Operator: And the next question is from Jeff Robertson with Water Tower Research.
Jeffrey Robertson: A question on the Powder River Basin. Are there any other infrastructure issues or needs that you foresee Epsilon needing to be involved with and fund other than the water facilities that you outlined?
Henry Clanton: In Converse County, which is where we are describing this Inot unit for development next year, there is some gas takeaway development that will be required beyond what's there. We'll have the option to participate in that should we want to or just have the gatherers come to us. So yes, there'll be some gas takeaway. But the majority of the cost for us will be related to supplying these completions and the frac water is necessary to do that. And that's what's our focus of that design of that facility was for.
Jeffrey Robertson: In the Permian Basin on the Woodford test that you talked about, how much production -- assuming that well is a success, how much production history would you like to see before Epsilon would elect to participate in a follow-up well.
Jason Stabell: Yes. I think it's not just -- it's around can they land in the Woodford, what's the cost there? Have they worked out well design? And then obviously, what kind of rate it delivers over time. Hard to say exactly, Jeff, but it's probably at least 180 days of production to get a real good sense of what the productivity looks like there.
Operator: And this does conclude our question-and-answer session for today. I would now like to turn the conference back over to Jason Stabell, CEO, for any closing remarks.

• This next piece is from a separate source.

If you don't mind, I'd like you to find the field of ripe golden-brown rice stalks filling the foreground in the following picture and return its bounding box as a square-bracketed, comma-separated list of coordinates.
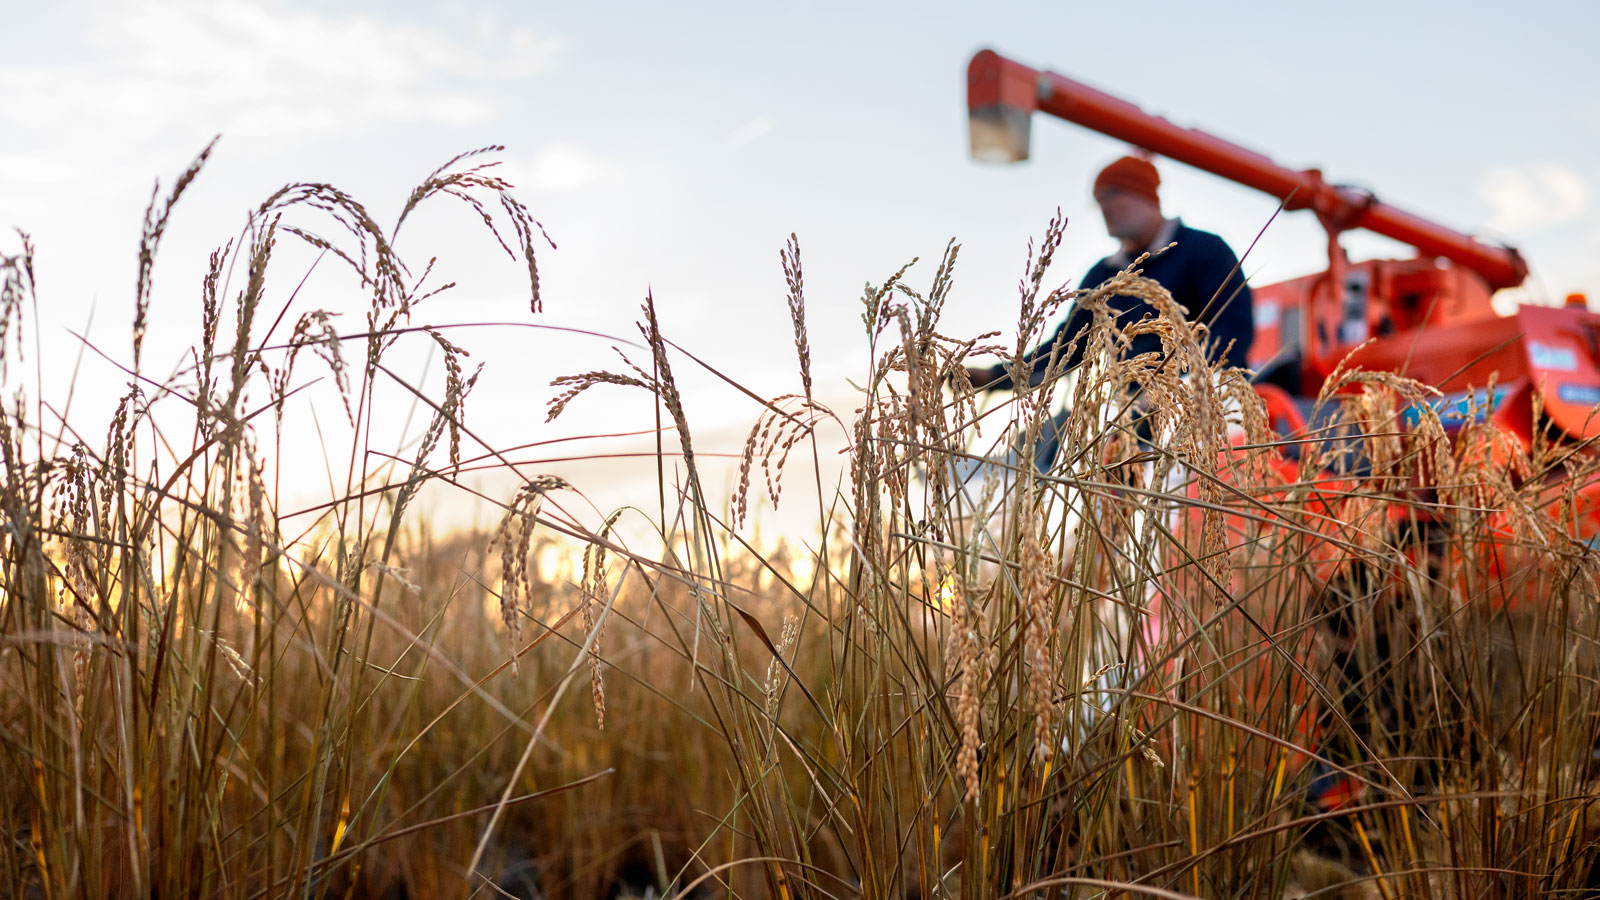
[0, 149, 1600, 900]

Jason Stabell: Yes. Thank you, Chris. I appreciate everybody taking the time to join us today. Thanks for your interest and support of the company. And as always, please reach out to us in Houston if you have additional comments or questions. If not, have a great day. Thank you for joining.
Operator: And the conference has now concluded. Thank you for attending today's presentation, and you may now disconnect.